隐约察觉到了祁澈的举动,正眯眼眺望县城的王让不由得侧过头,疑惑地朝着他望了一眼。
“世兄。”
笼在袖中的双手互相交叠,心头从未如此通畅的祁澈,恭恭敬敬地抱拳低头,在王让不解的目光中,朝着他深深一礼,由衷地叹道:
“儒者有四务,应修身、应治学、应济世、应传道......从今日种种来看,世兄已然是学通四务、意正心诚的真儒,祁澈受教了。”
"
喵喵喵?
“澈儿?”
看着昂首挺胸地从大门迈入,脸上的神情不仅没有丝毫慌乱,反而显得异常平静的祁澈,焦急地等在仪门旁的中年男人,顿时不由得微微一怔,堆了满腹的问题一时间竞卡在了嘴边。
“叔父。”
见到又一次在仪门处等待自己的叔父,祁澈同样微微一怔,随即神情严肃了下来,快步走了过去问候道
“累叔父久等,侄儿回来了。’
发现祁澈的神情,和自己预想中的大不相同,中年男人紧绷的心头,顿时不由得涌现出了少许希冀。

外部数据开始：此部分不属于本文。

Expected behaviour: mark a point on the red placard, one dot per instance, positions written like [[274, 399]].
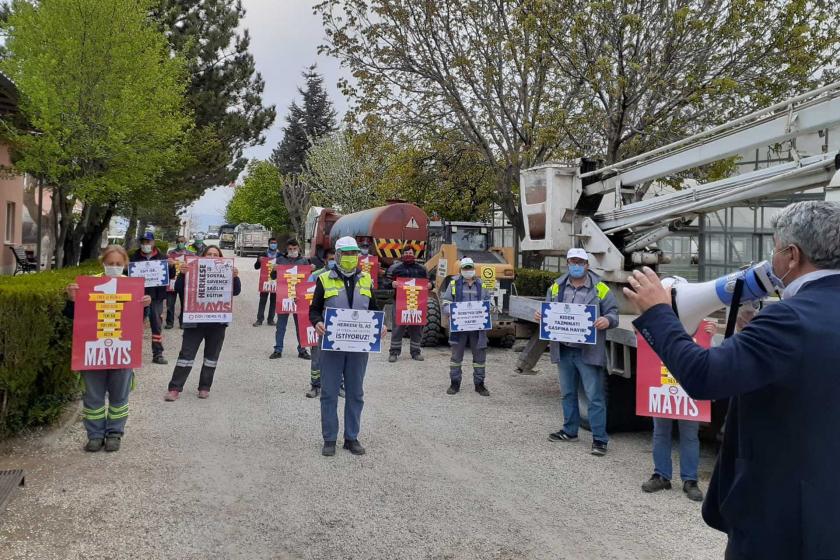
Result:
[[208, 290], [288, 277], [304, 292], [412, 301], [108, 323], [266, 283], [370, 264], [658, 393]]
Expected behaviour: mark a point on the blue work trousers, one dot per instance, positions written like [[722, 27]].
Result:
[[351, 367], [689, 448], [574, 372]]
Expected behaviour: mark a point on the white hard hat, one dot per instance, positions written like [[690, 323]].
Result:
[[346, 243], [577, 253]]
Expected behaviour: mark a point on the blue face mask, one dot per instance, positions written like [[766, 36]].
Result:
[[577, 270]]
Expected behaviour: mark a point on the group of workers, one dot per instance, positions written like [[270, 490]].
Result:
[[772, 490]]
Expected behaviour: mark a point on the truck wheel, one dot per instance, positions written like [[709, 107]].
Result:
[[432, 332], [620, 394]]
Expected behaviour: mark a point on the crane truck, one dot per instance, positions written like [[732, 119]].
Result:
[[441, 244], [584, 205]]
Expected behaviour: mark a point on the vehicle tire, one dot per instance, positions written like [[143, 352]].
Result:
[[620, 394], [432, 331]]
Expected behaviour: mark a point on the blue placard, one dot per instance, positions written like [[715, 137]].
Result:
[[568, 322], [467, 316], [155, 272], [352, 330]]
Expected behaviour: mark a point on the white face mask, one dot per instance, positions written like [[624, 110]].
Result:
[[113, 271]]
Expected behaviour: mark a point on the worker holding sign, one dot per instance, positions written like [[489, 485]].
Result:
[[107, 313]]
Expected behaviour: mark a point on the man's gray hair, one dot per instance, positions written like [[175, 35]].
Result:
[[814, 227]]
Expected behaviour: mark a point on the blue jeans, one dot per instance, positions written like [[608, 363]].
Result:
[[573, 372], [689, 448], [335, 367], [280, 333]]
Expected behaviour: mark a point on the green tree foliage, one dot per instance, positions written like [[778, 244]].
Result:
[[524, 81], [104, 98], [259, 199]]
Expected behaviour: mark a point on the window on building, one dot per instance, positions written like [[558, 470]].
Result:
[[10, 222]]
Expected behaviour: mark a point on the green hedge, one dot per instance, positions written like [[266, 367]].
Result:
[[35, 338], [530, 282]]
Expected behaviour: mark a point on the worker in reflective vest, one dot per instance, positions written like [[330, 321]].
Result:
[[466, 288], [344, 287]]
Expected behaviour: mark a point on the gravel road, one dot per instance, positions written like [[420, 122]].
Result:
[[241, 476]]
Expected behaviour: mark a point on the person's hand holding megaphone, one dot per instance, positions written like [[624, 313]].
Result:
[[646, 290]]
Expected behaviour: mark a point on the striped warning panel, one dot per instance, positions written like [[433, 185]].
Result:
[[392, 248]]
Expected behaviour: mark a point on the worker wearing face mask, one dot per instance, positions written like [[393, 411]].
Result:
[[175, 257], [344, 287], [149, 252], [466, 288], [408, 268], [271, 253], [291, 256], [583, 364]]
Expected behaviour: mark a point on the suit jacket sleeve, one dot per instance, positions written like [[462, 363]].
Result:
[[765, 352]]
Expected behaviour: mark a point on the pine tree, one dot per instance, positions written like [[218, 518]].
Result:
[[304, 125]]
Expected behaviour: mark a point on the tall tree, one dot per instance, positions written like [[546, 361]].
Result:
[[258, 200], [305, 124], [105, 96]]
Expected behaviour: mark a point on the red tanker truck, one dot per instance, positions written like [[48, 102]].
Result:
[[387, 228]]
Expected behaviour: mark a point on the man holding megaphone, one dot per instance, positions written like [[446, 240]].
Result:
[[774, 490]]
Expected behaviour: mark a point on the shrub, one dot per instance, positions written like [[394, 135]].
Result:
[[530, 282], [35, 339]]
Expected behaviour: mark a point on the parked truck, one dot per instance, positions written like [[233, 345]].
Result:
[[391, 228], [251, 240], [563, 207]]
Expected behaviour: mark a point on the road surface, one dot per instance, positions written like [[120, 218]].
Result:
[[241, 476]]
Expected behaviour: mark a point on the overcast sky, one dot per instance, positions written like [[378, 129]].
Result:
[[285, 35]]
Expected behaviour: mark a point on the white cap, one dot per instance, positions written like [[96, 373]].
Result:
[[577, 253], [346, 243]]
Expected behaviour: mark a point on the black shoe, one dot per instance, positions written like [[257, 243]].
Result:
[[112, 443], [561, 436], [692, 491], [354, 446], [94, 444], [655, 484]]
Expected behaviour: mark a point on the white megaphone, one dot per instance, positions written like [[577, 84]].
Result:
[[693, 302]]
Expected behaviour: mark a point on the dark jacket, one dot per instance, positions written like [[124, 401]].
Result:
[[179, 287], [602, 296], [774, 490], [157, 292]]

以自己对这个侄子的了解,如果事情真的像家丁们说的那样,那他怕是会一脸慌乱地奔进来,随后噗通一声朝自己跪下,泣不成声地高喊有负叔父所托了。
所以......情况似乎远没有那么坏?甚至还有可能是好事?
微微地松了口气后,中年男人的面上终于见了笑意,往日儒雅气质也再次浮现了上来。
“坐吧。”
挽着祁澈的手臂穿过门廊,进入正堂坐好后,中年男人有些迫不及待地询问道:
“澈儿,那王让不是只打算上门问罪的吗?最后怎么突然打了起来?还有,我听人说他狂性大发,打破坞堡之后,似是把沈家长房一脉全都给砍了?”
“这都是谁瞎传的?”
正准备喝口茶的祁澈听得直皱眉,重重放下手中的茶碗,一脸不悦地道:
“哪有什么狂性大发?乱世当用重典!王世兄那是明正典刑!”
“???”
不是......问题的关键在这个吗?那王让是狂性大发还是明正典刑,对咱们祁家来说根本无所谓!重要的是沈家!是沈烽一脉的下场和沈家的“遗产”!
“澈儿!休要说话!”
没想到在这关键时候,自己这侄儿居然又开始犯痴,中年男人不由得面色不悦地道:
“我问的是消息是否可靠!那王让破了堡之后,是不是把沈家长房一脉杀了!”
祁澈闻言想了想,随即果断摇头。
“不可靠。
终于得到了准确的回应,中年男人顿时不由得长出一口气,始终紧蹙着的眉眼也松懈了开来。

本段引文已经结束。